Я утверждаю, и въ концѣ концовъ изъ дальнѣйшаго разсказа и ея писемъ будетъ ясно, что, намѣтивъ человѣка, желая его затуманить и сдѣлать своимъ послушнымъ орудіемъ, она дѣйствовала сердечностью и задушевностью. Она убѣждала его въ своей преданности, горячей любви и дружбѣ — и затѣмъ, именемъ этихъ чувствъ, упрашивала его сдѣлать для нея то или другое. Все сводилось на почву личныхъ отношеній, чувства. Съ женщинами подобная тактика творила чудеса.
Изъ Лондона, въ концѣ лѣта, Блаватская переѣхала въ нѣмецкій городъ Эльберфельдъ и писала мнѣ оттуда: «Я здѣсь, безъ ногъ, но съ Олкотомъ, Могини и нѣсколькими нѣмецкими теософами… Здѣсь прелестный городокъ и прелестное семейство теософовъ M-r и M-me Gebhard, и его три сына и невѣстка, и племянниковъ съ племянницами всего 9 человѣкъ. Домъ огромный, богатый… Она — ученица Eliphas Levi и съ ума сходитъ по оккультизму. Пріѣзжайте на нѣсколько дней…»
Въ это время чрезмѣрныя занятія мои дали себя знать. Я вдругъ почувствовалъ большое утомленіе и слабость. Пришлось обратиться къ доктору, и онъ, конечно, потребовалъ временнаго прекращенія всякихъ работъ, полнаго покоя и развлеченій. Парижскія развлеченія для меня не существовали, и я рѣшился провѣтриться и развлечься, съѣздивъ въ Эльберфельдъ къ Блаватской. Еслибы я сообразилъ, что экскурсія въ область мнимыхъ чудесъ можетъ только еще больше разстроить нервы и еслибы предчувствіе шепнуло мнѣ, какому неожиданному испытанію придется мнѣ подвергнуться — я бы не поѣхалъ несмотря на все мое желаніе увидѣть «madame» и побороться съ нею.
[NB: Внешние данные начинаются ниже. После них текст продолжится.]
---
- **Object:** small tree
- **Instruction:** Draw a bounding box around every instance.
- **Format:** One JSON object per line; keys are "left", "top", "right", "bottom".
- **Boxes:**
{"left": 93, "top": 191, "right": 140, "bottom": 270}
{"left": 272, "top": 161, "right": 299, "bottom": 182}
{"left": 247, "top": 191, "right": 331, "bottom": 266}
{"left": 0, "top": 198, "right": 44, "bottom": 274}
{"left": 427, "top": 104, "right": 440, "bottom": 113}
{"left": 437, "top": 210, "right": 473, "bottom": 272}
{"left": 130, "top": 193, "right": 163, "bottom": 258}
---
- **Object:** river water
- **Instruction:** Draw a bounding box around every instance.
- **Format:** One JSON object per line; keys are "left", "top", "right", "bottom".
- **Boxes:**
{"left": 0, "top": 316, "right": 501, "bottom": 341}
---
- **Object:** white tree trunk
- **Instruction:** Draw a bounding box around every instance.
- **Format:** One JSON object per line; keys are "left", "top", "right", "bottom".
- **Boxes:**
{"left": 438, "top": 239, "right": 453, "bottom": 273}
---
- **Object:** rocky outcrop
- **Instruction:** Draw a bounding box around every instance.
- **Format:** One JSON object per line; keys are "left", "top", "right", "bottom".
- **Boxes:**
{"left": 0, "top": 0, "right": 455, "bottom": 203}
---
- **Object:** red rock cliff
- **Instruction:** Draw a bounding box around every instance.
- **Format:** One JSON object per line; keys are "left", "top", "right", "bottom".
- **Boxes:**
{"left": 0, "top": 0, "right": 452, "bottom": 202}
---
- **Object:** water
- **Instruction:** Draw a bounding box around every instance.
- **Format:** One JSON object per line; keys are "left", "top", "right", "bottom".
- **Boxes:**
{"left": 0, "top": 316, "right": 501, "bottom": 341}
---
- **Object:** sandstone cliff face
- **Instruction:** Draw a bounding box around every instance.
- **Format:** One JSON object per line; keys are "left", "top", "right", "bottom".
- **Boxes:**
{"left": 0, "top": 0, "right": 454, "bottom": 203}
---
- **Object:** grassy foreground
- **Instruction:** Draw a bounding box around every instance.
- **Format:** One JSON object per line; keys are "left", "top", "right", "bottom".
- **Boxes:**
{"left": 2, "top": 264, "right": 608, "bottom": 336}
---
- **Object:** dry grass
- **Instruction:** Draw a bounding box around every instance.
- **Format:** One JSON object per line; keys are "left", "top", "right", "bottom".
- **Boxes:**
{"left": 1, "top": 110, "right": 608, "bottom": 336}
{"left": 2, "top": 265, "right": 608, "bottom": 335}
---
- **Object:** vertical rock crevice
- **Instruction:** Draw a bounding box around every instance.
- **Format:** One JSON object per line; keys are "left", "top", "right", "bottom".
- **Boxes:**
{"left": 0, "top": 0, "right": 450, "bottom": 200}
Въ знойный августовскій день, 24-го по новому стилю, я выѣхалъ изъ Парижа. Чувствуя себя очень дурно, я положилъ отдохнуть на полпути, въ Брюсселѣ. Къ тому же я никогда еще не бывалъ въ Бельгіи и не видалъ Брюсселя. Остановился я въ Grand-Hôtel'ѣ, ночью очень плохо спалъ, утромъ вышелъ пройтись по городу и на лѣстницѣ столкнулся съ г-жей А. Къ моему изумленію она встрѣтила меня безъ кисло-сладкой ужимки и даже весьма привѣтливо. Намъ обоимъ было скучно, и мы просто обрадовались другъ другу. Оказалось, что она въ Брюсселѣ по какимъ-то своимъ дѣламъ, должна съѣздить въ Кёльнъ, потомъ еще куда-то.
— А вы зачѣмъ здѣсь?
— Я ѣду въ Эльберфельдъ къ Блаватской — она больна и зоветъ меня.
— Ну, такъ и я поѣду съ вами.
— Отлично. Когда же мы ѣдемъ?
— Завтра въ девять, часовъ утра, — это самый подходящій поѣздъ, потому что иначе намъ придется пріѣхать въ Эльберфельдъ вечеромъ, часамъ къ десяти, не раньше.